James Patterson, together with a cadre of co-writers, consistently produces more than 10 books a year. Forbes estimates that Patterson made $90 million this year alone.

The daily lowdown on books, publishing, and the occasional author behaving badly.

Less than 10 months from the day James Patterson swore a million-dollar promise, he has kept his word. The best-selling novelist announced he has donated about $437,000 to 81 independent bookstores — a gift that completes his plan to donate $1 million of his own money to support independent booksellers.

When he first declared that plan in February, he spoke with NPR's Renee Montagne about his motivations.

"We're in a juncture right now where bookstores as we have known them are at risk," he said. "Libraries as we've known them are at risk, publishers are at risk, American literature is at risk, as we've known it, and getting kids reading is at risk."

The recent gift marked the third phase of his campaign, and it brings the sum of his donations several thousand past his goal. To date this year, Patterson has donated $1,008,300 to 178 bookstores across the U.S, with no strings attached. Publishers Weekly offers a list of the indies included in the third round, and the School Library Journal details how one of them plans to use the funds.

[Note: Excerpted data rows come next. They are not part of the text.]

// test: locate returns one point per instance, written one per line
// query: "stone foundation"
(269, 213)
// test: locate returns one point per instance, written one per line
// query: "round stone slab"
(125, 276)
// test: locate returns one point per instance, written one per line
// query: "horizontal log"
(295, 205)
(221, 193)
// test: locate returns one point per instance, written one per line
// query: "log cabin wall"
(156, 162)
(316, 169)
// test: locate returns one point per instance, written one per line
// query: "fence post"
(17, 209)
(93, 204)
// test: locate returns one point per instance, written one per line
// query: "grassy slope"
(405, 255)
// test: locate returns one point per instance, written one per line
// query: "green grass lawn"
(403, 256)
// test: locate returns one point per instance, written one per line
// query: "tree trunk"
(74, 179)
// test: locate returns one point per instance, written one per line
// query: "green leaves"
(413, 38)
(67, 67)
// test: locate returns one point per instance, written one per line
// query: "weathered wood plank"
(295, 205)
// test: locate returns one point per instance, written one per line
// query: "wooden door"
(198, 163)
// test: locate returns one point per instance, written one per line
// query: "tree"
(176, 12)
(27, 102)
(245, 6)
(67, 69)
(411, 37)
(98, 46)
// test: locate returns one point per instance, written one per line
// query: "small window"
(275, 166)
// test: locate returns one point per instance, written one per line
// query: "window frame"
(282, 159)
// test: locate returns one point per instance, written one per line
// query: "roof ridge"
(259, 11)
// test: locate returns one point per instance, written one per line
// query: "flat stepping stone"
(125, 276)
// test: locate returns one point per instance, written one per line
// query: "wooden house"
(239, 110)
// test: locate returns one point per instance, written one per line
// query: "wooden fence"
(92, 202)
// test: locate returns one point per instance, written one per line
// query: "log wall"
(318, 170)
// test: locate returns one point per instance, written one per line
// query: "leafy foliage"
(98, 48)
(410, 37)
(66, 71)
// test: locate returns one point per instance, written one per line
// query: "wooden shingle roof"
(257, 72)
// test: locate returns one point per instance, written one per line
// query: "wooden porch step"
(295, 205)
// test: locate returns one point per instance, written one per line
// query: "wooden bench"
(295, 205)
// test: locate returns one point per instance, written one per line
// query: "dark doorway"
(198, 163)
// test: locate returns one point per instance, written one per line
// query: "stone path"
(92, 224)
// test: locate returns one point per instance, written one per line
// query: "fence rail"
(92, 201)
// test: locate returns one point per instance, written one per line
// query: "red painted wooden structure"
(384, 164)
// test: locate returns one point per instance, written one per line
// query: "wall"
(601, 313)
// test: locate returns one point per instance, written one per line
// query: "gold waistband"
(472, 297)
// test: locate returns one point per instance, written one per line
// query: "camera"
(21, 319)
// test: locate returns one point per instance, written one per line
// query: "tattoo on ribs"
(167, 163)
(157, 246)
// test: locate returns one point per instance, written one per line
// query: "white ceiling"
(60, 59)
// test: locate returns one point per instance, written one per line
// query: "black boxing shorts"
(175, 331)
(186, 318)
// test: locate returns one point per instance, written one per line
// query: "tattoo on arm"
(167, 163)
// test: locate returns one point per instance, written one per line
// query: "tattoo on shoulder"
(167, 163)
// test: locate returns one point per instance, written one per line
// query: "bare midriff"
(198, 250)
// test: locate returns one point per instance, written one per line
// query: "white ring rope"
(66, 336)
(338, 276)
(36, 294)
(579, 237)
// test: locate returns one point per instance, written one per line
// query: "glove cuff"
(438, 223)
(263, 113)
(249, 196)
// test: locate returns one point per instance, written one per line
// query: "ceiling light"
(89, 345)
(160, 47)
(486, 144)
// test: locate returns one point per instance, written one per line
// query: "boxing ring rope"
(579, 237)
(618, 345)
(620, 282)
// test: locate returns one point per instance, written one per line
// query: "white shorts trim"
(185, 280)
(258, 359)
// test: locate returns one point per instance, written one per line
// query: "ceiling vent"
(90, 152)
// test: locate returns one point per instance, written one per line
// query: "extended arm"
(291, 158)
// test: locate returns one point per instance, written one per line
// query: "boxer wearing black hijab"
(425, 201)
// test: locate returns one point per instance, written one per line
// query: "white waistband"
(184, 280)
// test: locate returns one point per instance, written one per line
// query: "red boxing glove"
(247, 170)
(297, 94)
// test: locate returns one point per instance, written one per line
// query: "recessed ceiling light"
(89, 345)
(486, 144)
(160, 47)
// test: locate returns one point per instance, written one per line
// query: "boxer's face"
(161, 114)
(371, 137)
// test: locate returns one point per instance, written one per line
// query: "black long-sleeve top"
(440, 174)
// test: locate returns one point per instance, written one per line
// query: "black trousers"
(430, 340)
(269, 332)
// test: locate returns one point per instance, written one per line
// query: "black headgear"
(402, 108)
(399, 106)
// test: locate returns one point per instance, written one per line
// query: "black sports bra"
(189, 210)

Patterson himself struck a much more positive note in a statement to the press than in his early interview with NPR.

"Here's to more parents and grandparents coming to their senses and giving their kids books —yes, books — for Christmas and other holidays," he said. "Here's to local governments waking up to the fact that bookstores and libraries are essential to our way of life. Here's to media coverage of books, booksellers, and publishers, and to a wiser, more literate America. Happy holidays to one and all!"

Blume's Back: Judy Blume is set to publish her first novel for adults since 1998. The beloved children's book author has set a June 2 release date for the book, In the Unlikely Event. People magazine offers a few preliminary notes on the plot: It'll be set in Blume's native New Jersey of the 1950s, hewing closely to real-life airplane crashes in the area at the time.

Kids' Lit To The Rescue: The Association of American Publishers has tallied book sales for the first three quarters of 2014, and the numbers are likely to leave publishers smiling. GalleyCat reports that through September, total net revenue is up by 4.9 percent compared to the same period last year. The modest gains are driven in large part by a 22.4 percent surge from children's and young adult literature.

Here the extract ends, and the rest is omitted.